Polacy całkiem nieźle weszli w ten mecz i m.in. dzięki wygranej pistoletówce prowadzili już nawet 4:1. Niestety Vega Squadron zdołał w końcu zgromadzić odpowiednie fundusze, by zacząć grać z pełnym wyposażeniem, a wtedy obraz meczu zmienił się diametralnie. Nagle to piątka z Europy Wschodniej stała się stroną dominującą i nie dość, że odrobiła całą stratę, to jeszcze sama zyskała trzypunktową przewagę, notując po drodze serię pięciu zdobytych z rzędu rund. To nie był jednak jeszcze koniec, bo po przejściu do obrony pasha i spółka przypomnieli sobie, że przecież jeszcze kilkanaście minut wcześniej rywalizowali z wyżej notowanym przeciwnikiem jak równy z równym i powrócili na zwycięską ścieżkę. W tym okresie spotkanie stało się niezwykle wyrównane, a pod koniec trudno było w ogóle powiedzieć, kto opuści serwer jako zwycięzca. Tablica wyników wskazywała wówczas 13:13 i tak naprawdę każde rozstrzygnięcie było możliwe, ale niestety Youngsters nie wykorzystało tej dogodnej sytuacji i z powodu chociażby kilku indywidualnych błędów pechowo poległo 14:16.

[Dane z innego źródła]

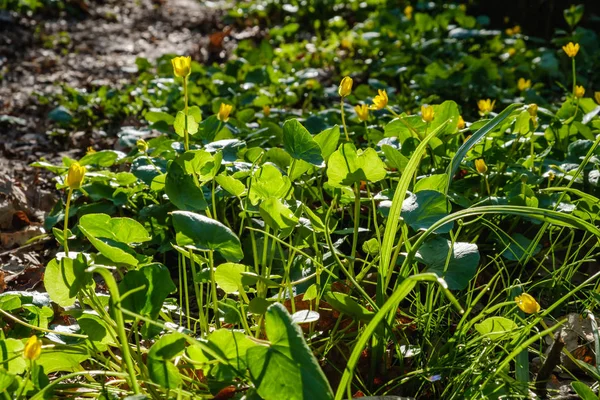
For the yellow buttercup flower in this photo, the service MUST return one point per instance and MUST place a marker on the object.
(182, 66)
(485, 106)
(224, 111)
(380, 101)
(527, 303)
(480, 166)
(142, 145)
(75, 176)
(362, 110)
(532, 110)
(345, 87)
(427, 113)
(523, 84)
(571, 49)
(33, 349)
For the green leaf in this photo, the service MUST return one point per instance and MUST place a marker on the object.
(299, 143)
(205, 233)
(182, 189)
(124, 230)
(160, 368)
(497, 328)
(445, 113)
(156, 116)
(476, 137)
(424, 209)
(117, 252)
(229, 276)
(231, 185)
(67, 358)
(348, 166)
(65, 278)
(462, 264)
(268, 182)
(157, 283)
(277, 215)
(201, 163)
(328, 141)
(287, 369)
(179, 124)
(346, 304)
(584, 391)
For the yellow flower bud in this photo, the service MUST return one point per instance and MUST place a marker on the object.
(485, 106)
(33, 349)
(224, 111)
(75, 176)
(571, 49)
(380, 101)
(527, 303)
(345, 87)
(362, 110)
(480, 166)
(182, 66)
(523, 84)
(142, 145)
(427, 113)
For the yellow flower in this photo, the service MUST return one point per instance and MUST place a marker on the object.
(571, 49)
(345, 87)
(33, 349)
(480, 166)
(362, 110)
(142, 145)
(532, 110)
(224, 110)
(182, 66)
(427, 113)
(380, 101)
(485, 106)
(527, 303)
(75, 176)
(523, 84)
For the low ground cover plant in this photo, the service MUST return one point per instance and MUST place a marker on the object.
(402, 205)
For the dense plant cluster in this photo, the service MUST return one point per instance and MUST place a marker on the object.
(383, 201)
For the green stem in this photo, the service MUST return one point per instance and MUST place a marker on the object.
(213, 283)
(186, 136)
(116, 299)
(66, 228)
(344, 119)
(574, 75)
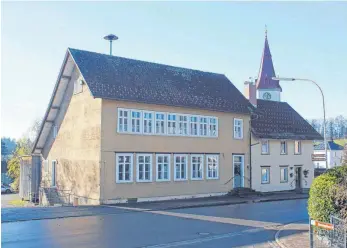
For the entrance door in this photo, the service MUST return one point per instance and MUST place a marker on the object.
(238, 167)
(298, 178)
(53, 179)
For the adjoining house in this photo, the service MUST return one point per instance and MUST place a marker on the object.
(334, 155)
(119, 129)
(282, 140)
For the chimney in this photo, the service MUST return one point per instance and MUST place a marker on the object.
(250, 92)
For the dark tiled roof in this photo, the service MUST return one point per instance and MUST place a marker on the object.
(278, 120)
(331, 146)
(118, 78)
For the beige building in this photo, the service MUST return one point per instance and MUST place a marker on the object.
(118, 129)
(282, 140)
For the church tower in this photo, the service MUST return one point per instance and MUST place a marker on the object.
(267, 88)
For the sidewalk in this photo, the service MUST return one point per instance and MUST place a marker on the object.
(294, 235)
(39, 213)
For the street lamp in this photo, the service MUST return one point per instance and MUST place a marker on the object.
(324, 128)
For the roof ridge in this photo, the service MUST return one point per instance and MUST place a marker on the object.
(144, 61)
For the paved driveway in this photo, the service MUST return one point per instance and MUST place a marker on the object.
(245, 225)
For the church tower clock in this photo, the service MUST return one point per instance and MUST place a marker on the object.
(267, 88)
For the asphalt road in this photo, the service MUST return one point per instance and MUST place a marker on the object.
(245, 225)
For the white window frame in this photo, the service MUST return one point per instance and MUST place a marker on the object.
(130, 168)
(285, 147)
(136, 119)
(194, 123)
(216, 156)
(122, 118)
(183, 122)
(299, 147)
(267, 145)
(238, 124)
(284, 167)
(163, 163)
(146, 120)
(192, 166)
(160, 120)
(144, 155)
(185, 167)
(210, 125)
(267, 168)
(203, 126)
(168, 122)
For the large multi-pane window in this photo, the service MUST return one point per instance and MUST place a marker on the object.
(183, 125)
(284, 174)
(163, 167)
(160, 123)
(144, 167)
(265, 175)
(147, 122)
(213, 127)
(123, 120)
(171, 123)
(136, 121)
(180, 167)
(194, 124)
(197, 165)
(203, 126)
(212, 164)
(124, 167)
(238, 128)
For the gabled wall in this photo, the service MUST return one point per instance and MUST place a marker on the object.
(77, 146)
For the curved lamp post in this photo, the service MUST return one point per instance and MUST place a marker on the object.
(324, 128)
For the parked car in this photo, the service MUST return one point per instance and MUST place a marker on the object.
(6, 189)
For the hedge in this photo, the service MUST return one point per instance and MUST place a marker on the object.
(325, 194)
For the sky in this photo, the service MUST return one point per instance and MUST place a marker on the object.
(307, 40)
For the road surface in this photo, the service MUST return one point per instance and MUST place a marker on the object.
(244, 225)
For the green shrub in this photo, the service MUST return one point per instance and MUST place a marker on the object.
(326, 194)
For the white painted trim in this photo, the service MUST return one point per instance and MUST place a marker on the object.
(191, 167)
(186, 167)
(243, 169)
(169, 169)
(131, 167)
(138, 171)
(212, 155)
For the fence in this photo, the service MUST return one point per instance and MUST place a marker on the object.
(328, 235)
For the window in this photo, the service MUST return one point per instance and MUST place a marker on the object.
(283, 147)
(284, 174)
(265, 147)
(163, 167)
(144, 167)
(136, 121)
(124, 167)
(55, 131)
(147, 122)
(183, 125)
(78, 86)
(197, 165)
(297, 147)
(238, 128)
(212, 166)
(180, 167)
(171, 124)
(203, 126)
(265, 175)
(123, 120)
(194, 125)
(160, 123)
(213, 131)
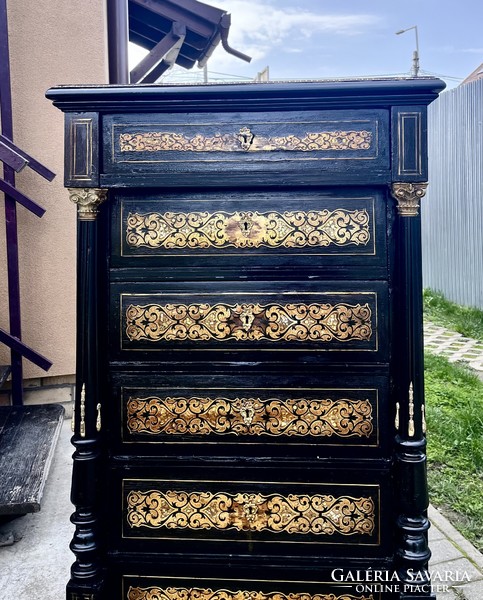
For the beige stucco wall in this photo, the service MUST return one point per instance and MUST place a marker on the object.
(52, 42)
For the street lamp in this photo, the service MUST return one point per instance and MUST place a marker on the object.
(416, 52)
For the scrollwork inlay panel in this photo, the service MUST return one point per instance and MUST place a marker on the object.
(249, 416)
(294, 514)
(295, 322)
(249, 229)
(245, 141)
(172, 593)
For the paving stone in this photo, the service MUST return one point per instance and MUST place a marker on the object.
(443, 551)
(469, 591)
(456, 572)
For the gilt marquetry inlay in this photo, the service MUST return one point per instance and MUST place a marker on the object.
(249, 229)
(294, 322)
(293, 514)
(249, 416)
(245, 140)
(172, 593)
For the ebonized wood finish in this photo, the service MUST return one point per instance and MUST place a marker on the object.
(250, 402)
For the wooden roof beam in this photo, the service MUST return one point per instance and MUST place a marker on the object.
(161, 57)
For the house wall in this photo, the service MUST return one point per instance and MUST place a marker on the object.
(452, 211)
(52, 42)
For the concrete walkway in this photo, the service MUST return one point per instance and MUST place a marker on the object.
(454, 346)
(36, 566)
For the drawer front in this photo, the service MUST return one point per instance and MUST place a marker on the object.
(236, 142)
(221, 413)
(203, 588)
(333, 317)
(252, 513)
(249, 230)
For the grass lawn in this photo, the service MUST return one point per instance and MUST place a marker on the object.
(465, 320)
(454, 405)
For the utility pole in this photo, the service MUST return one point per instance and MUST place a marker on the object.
(416, 52)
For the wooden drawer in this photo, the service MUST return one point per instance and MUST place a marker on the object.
(227, 511)
(135, 587)
(323, 318)
(252, 144)
(250, 413)
(249, 231)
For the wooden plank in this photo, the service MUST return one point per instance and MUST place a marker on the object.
(4, 373)
(28, 436)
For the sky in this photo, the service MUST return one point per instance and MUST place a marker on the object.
(312, 39)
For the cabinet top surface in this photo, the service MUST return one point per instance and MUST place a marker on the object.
(295, 95)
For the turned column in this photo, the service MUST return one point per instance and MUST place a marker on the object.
(412, 494)
(86, 572)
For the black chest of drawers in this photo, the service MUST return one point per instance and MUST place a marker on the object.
(249, 419)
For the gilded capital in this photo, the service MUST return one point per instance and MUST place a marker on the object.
(87, 201)
(408, 196)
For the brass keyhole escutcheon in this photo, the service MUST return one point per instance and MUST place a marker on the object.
(247, 411)
(246, 224)
(247, 317)
(245, 137)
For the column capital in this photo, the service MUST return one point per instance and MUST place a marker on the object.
(408, 196)
(87, 201)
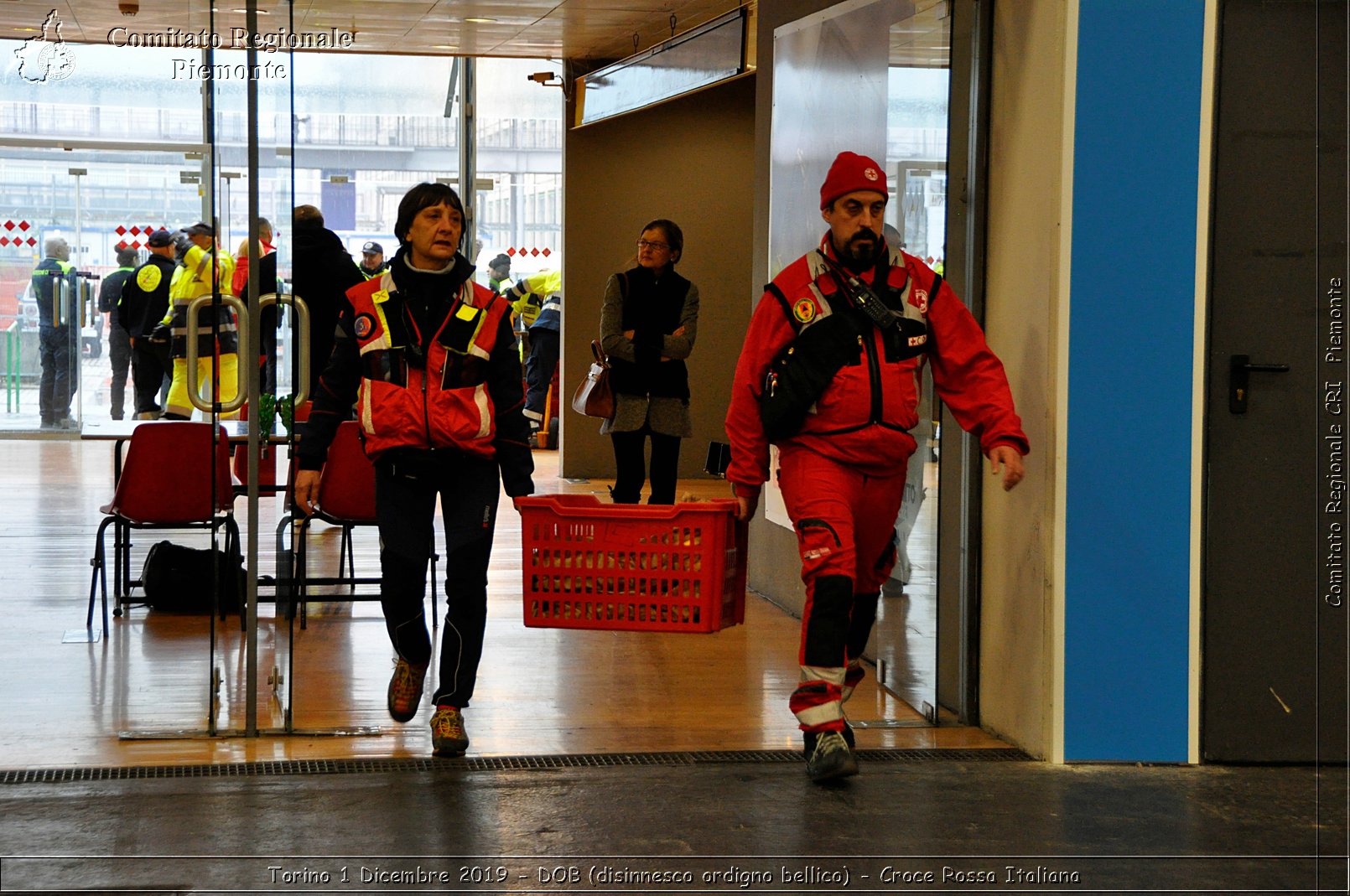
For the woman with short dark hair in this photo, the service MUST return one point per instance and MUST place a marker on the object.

Na drugiej mapie tego pojedynku, Overpassie, polscy zawodnicy początkowo nie dawali po sobie poznać, że wcześniejsza porażka w jakimkolwiek stopniu wpłynęła na ich pewność siebie. Zamiast tego szli z Vegą łeb w łeb i utrzymywali bezpieczny kontakt. Ale ponownie tylko do czasu – w siódmej rundzie uczestnicy niedawnego Majora na dobre przejęli inicjatywę i dopisali do swojego dotychczasowego dorobku aż siedem kolejnych punktów, dzięki czemu mogli być pewni, że na przerwę zejdą jako zespół prowadzący. I faktycznie udało im się zapewnić sobie przewagę wynoszącą pięć oczek, ale ta bardzo szybko stopniała w drugiej połowie, bo Youngsters zaskakująco dobrze radziło sobie w defensywie! I to na tyle dobrze, że Jarząbkowski wraz z kolegami oddali oponentom zaledwie jedną rundę, samemu zdobywając ich aż jedenaście! Dzięki temu to właśnie oni zatriumfowali 16:11, doprowadzając tym samym do trzeciej mapy.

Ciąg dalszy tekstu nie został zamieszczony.